The recent description of acute-on-chronic liver failure (ACLF) has sparked worldwide interest in decompensated cirrhosis, leading to an explosion of both clinical research and research into the pathophysiologic basis of its manifestations. The hypothesis that systemic inflammation may underlie the pathophysiology of decompensated cirrhosis coupled with portal hypertension and metabolic dysfunction has democratised cirrhosis, which up until recently was the domain of hepatologists, with investigators from many different fields starting to address this problem. This intense research has led to a plethora of publications that are beginning to re-define cirrhosis in all its domains.

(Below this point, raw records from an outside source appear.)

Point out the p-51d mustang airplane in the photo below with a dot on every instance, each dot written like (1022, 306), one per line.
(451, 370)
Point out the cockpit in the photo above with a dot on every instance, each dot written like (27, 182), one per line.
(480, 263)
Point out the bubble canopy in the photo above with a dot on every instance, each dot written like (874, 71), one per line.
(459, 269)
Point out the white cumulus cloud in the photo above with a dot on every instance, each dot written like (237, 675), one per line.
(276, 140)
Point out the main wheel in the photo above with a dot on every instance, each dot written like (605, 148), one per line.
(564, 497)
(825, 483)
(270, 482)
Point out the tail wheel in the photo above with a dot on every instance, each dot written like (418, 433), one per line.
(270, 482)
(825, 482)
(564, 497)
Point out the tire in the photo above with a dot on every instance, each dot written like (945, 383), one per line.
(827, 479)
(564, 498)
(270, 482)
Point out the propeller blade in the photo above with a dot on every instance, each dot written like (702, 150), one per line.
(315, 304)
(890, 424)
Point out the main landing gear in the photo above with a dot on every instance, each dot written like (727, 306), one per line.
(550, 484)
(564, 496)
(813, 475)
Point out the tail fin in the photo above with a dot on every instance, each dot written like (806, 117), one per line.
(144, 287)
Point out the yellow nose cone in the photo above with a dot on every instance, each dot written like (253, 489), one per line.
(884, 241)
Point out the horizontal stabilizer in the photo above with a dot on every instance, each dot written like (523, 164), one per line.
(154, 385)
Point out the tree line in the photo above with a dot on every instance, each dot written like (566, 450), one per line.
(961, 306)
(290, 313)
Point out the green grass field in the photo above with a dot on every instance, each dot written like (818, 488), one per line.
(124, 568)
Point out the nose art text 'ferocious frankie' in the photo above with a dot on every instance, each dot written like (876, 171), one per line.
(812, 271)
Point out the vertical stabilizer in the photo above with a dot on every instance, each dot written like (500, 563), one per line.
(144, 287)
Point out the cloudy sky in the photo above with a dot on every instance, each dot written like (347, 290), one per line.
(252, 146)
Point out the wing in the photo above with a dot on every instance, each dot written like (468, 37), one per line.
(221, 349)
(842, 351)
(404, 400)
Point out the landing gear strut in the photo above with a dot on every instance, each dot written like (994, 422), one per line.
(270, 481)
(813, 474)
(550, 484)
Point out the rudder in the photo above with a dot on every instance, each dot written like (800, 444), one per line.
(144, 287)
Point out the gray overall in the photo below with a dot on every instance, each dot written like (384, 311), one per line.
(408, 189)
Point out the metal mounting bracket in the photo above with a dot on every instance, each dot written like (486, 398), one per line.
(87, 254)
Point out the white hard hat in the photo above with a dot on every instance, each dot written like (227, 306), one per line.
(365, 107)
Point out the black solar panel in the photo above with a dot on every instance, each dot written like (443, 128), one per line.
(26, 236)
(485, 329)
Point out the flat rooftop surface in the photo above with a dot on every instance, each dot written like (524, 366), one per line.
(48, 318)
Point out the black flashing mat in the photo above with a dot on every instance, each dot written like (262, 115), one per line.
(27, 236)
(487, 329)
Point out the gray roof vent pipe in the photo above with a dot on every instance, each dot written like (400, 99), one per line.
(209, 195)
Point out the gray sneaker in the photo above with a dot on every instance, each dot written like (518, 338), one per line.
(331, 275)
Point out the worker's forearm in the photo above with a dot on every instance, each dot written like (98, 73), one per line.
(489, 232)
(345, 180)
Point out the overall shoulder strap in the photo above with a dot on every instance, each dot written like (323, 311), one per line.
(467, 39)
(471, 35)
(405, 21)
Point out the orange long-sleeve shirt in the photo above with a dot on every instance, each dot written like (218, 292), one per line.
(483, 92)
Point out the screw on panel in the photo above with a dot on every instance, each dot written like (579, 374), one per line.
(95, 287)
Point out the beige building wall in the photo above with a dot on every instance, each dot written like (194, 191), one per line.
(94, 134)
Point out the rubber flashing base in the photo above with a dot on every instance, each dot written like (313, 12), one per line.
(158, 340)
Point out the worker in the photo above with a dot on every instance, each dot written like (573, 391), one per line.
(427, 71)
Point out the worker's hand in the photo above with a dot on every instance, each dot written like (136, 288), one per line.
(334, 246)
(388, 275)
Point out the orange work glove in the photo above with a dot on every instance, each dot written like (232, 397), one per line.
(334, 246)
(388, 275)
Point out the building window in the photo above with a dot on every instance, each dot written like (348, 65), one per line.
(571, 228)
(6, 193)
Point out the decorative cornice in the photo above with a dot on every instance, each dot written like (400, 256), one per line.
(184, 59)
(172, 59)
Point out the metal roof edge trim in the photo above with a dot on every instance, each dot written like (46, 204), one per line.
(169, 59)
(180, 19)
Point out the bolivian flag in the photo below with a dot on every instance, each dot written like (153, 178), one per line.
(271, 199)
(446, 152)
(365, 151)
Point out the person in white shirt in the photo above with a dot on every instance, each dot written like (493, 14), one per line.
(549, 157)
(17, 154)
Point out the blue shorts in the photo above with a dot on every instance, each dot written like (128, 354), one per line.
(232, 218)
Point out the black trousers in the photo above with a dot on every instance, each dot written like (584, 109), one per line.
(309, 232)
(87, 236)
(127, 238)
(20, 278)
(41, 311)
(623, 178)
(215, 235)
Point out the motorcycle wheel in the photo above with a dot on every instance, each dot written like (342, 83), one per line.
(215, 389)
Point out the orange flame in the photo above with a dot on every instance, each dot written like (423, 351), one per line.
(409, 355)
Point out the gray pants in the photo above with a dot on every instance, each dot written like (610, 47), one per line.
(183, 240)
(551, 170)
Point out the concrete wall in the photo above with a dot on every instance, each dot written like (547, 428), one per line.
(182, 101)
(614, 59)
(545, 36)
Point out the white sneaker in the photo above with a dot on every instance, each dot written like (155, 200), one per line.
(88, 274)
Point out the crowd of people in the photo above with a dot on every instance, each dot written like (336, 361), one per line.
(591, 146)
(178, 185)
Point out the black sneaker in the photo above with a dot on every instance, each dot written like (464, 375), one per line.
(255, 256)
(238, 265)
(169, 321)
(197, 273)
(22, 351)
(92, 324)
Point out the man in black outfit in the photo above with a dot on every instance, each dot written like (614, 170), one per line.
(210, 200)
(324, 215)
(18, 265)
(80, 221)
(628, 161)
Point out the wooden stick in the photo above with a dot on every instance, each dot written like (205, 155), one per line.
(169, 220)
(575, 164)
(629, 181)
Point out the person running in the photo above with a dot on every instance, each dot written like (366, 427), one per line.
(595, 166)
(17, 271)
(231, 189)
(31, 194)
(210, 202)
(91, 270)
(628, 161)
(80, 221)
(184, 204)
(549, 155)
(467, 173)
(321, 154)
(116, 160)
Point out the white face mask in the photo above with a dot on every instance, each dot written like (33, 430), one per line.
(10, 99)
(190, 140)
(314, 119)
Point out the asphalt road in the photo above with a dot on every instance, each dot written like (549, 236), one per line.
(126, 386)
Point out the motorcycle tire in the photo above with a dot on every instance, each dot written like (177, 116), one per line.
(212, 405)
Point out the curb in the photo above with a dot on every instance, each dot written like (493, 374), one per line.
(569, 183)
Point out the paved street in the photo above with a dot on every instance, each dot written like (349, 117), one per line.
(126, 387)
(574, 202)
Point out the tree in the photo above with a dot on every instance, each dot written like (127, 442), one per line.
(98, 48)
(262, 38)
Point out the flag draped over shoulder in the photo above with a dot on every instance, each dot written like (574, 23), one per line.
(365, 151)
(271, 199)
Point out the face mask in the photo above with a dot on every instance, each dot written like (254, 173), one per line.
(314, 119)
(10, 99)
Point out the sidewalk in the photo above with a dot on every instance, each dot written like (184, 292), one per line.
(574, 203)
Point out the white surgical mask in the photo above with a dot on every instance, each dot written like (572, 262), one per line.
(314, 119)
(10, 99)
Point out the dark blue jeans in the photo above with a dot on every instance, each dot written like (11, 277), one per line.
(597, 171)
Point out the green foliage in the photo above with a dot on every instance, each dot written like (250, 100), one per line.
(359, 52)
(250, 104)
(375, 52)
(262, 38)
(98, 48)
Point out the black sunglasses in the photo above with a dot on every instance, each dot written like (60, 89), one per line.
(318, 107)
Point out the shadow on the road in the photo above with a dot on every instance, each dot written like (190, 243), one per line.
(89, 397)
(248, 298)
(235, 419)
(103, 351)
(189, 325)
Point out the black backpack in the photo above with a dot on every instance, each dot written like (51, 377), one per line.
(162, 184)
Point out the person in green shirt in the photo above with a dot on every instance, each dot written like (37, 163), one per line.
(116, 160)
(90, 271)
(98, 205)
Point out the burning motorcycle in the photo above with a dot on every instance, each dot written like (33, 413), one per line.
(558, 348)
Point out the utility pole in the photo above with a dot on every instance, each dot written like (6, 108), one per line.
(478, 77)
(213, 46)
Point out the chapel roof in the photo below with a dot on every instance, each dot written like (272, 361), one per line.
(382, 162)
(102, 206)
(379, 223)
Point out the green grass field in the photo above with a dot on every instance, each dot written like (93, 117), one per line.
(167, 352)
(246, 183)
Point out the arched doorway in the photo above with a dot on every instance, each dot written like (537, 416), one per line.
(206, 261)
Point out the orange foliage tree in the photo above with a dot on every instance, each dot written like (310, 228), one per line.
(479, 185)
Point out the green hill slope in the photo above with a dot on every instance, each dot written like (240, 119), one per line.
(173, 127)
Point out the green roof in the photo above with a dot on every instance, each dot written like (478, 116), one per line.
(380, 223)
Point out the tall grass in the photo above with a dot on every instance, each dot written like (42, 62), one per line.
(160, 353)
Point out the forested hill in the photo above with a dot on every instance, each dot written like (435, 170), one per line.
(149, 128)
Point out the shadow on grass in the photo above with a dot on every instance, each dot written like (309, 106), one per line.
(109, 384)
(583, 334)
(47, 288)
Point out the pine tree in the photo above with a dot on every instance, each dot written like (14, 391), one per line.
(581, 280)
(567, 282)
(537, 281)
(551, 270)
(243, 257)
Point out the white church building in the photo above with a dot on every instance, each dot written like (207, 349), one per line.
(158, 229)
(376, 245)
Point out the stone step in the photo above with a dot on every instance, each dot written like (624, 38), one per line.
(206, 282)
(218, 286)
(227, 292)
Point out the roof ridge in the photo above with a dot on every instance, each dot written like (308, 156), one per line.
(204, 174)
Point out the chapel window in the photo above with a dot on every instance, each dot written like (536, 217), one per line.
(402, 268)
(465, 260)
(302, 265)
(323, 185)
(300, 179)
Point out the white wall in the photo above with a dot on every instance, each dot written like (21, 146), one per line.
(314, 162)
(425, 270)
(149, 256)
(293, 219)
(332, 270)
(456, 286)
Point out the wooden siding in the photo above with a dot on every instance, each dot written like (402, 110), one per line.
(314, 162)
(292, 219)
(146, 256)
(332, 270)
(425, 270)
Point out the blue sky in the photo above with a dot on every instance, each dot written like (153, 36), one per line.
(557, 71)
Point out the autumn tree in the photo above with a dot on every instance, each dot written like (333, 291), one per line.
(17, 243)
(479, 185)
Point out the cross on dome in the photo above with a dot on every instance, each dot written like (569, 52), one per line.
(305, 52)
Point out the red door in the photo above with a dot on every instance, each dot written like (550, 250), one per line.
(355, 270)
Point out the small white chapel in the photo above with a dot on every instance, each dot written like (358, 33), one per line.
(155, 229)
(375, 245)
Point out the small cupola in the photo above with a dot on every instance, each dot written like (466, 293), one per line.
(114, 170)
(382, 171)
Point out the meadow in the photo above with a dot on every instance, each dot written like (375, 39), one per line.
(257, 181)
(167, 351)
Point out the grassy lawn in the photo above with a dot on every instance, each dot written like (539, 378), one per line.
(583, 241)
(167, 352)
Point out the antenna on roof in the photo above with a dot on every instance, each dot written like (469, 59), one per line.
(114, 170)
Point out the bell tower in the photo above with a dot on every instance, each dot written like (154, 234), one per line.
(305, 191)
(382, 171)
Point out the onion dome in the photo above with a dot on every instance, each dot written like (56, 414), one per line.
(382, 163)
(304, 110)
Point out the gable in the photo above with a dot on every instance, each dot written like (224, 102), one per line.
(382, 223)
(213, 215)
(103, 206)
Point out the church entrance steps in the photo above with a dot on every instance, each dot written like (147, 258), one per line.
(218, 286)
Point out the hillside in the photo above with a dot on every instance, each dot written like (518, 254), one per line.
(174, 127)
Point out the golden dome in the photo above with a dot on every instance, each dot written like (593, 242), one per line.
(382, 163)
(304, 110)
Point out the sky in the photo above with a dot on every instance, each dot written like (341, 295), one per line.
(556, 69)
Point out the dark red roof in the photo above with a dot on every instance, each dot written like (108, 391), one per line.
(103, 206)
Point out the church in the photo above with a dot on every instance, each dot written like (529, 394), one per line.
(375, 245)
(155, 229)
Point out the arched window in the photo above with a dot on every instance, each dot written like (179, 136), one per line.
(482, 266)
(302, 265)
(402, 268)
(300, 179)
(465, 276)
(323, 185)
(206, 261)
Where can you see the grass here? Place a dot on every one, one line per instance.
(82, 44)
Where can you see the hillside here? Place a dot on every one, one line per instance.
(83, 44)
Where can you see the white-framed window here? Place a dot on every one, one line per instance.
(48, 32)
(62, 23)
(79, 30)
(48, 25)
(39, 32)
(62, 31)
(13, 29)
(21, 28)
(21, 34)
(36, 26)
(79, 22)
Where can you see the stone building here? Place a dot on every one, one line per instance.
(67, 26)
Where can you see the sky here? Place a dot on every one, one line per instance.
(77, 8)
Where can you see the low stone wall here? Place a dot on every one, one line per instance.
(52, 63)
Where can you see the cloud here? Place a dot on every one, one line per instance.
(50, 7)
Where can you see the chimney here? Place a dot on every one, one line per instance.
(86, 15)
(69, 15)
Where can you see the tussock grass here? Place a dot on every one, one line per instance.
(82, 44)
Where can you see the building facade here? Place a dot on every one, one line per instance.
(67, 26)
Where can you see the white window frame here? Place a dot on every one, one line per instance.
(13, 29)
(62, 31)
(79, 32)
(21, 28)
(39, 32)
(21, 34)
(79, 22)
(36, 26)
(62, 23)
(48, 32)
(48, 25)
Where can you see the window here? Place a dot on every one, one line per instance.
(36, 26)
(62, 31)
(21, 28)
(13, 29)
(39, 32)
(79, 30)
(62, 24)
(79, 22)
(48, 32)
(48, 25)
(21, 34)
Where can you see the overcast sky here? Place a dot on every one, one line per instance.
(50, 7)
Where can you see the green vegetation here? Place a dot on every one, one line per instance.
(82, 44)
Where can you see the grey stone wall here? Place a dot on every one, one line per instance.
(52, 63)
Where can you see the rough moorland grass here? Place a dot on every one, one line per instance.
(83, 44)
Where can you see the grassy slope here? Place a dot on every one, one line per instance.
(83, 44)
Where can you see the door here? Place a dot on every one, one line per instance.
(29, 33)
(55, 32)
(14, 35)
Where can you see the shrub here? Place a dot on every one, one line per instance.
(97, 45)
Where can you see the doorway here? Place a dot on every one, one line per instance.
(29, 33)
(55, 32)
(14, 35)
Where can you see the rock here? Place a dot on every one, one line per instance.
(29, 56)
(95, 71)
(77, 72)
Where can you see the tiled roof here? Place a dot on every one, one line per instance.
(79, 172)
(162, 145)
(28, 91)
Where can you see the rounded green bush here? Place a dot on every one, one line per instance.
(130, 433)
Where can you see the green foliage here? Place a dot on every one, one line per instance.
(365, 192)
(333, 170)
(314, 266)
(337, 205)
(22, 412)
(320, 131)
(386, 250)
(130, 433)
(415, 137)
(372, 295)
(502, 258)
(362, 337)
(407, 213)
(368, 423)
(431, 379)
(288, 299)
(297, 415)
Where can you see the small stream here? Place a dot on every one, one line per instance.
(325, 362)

Therefore, this supplement – organised by Journal of Hepatology – is very timely. Its main focus is to critically assess the latest concepts and literature in the field of decompensated cirrhosis, illustrating how our understanding of the syndrome is changing from traditional concepts and discussing the implications of these changes on clinical practice, and the development of biomarkers, devices and drugs.
In keeping with the tradition of the Journal of Hepatology’s special issues and supplements, each article is written by multiple authors, all of whom are experts in the field, often with differing views on the subject being discussed. Each of the chapters will also describe areas of unmet need and important future research questions.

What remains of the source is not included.